Credit Suisse lève certaines zones d’ombre autour de Greensill

Franck Joselin
La remise en cause de l’assurance de Tokio Marine sur les créances du fonds a déclenché l’affaire. Depuis, elle ne cesse d'enfler.

Les comptes ont débuté. Credit Suisse a annoncé vendredi 5 mars que ses clients allaient être remboursés à partir de lundi 8 mars d’une partie des fonds Greensill auxquels ils avaient souscrits. Ces premiers remboursements concernent environ 80% des liquidités (ou quasi liquidités) détenues par les fonds. Celles-ci représentent un peu moins de 3,8 milliards de dollars (3,2 milliards d’euros) sur 10 milliards d’encours. Ce sont donc 3 milliards de dollars qui seront rendus aux clients cette semaine. Pour le reste, la banque n’est pas encore en mesure d’évaluer ce qu’elle pourra rembourser.

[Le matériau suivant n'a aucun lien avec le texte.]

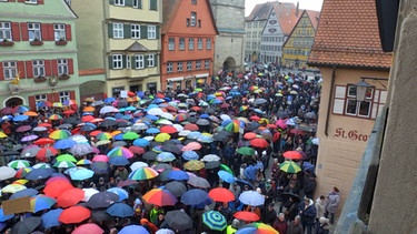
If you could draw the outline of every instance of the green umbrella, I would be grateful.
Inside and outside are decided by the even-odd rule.
[[[242,155],[248,155],[248,156],[251,156],[251,155],[255,154],[255,150],[251,149],[251,147],[248,147],[248,146],[239,147],[236,152],[238,152]]]
[[[226,171],[226,172],[229,172],[230,174],[234,174],[234,171],[231,171],[231,169],[225,164],[220,164],[219,167],[221,171]]]

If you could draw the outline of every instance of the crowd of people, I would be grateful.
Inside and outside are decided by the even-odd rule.
[[[1,201],[31,208],[0,210],[1,232],[329,233],[340,196],[314,197],[319,99],[319,77],[254,67],[183,90],[4,108]]]

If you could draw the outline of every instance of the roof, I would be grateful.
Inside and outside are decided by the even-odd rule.
[[[308,64],[389,69],[383,51],[375,0],[327,0],[322,4]]]
[[[249,17],[247,17],[246,21],[255,21],[255,20],[267,20],[269,13],[274,6],[278,6],[278,1],[268,1],[265,3],[256,4],[254,10],[250,12]]]

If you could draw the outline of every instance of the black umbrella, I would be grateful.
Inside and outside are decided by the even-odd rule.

Credit Suisse a aussi précisé les raisons qui l’avait poussé à suspendre ces fonds. Outre les problèmes de valorisation, l’assureur Tokio Marine, qui assurait traditionnellement les créances du fonds, a cessé de le faire. «La disponibilité réduite de la couverture d'assurance pour les nouveaux investissements (…) font qu'il est actuellement impossible pour les fonds de rester investis conformément à leurs politiques d'investissement», a précisé Credit Suisse.

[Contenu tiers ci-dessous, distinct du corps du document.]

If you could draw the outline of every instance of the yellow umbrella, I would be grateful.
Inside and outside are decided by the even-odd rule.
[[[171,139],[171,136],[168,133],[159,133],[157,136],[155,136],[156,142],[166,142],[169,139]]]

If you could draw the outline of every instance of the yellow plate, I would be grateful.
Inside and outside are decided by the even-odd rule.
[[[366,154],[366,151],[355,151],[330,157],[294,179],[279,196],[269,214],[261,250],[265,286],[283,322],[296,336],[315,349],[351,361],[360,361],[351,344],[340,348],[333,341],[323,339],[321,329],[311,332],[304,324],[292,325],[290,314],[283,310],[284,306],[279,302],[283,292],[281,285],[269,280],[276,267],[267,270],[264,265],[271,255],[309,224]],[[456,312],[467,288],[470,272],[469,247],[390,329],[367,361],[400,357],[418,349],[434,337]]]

Pour des raisons qui n’ont pas été rendues publiques, BCC Trade Credit, la filiale australienne de Tokio Marine, qui assurait traditionnellement les titres de Greensill, a refusé de continuer à le faire. Cela concerne un total de 4,6 milliards de dollars de créances, pour 40 clients. Greensill a porté plainte, l’assurance de BCC arrivant à échéance le 28 février. Mais, le 1er mars 2021, la Cour suprême de News South Wale en Australie a débouté la société britannique. Immédiatement après cette décision, celle de la suspension des fonds par Credit Suisse est tombée.

Structuration complexe

Greensill est spécialisé dans l’affacturage, ce qui consiste, lors d’une opération commerciale entre un fournisseur et son client, à mettre à disposition du fournisseur les fonds, avant que la transaction ne soit réellement payée par le client. Le fournisseur dispose donc de son argent immédiatement. Le client peut lisser ses paiements. Et les deux payent une commission à Greensill.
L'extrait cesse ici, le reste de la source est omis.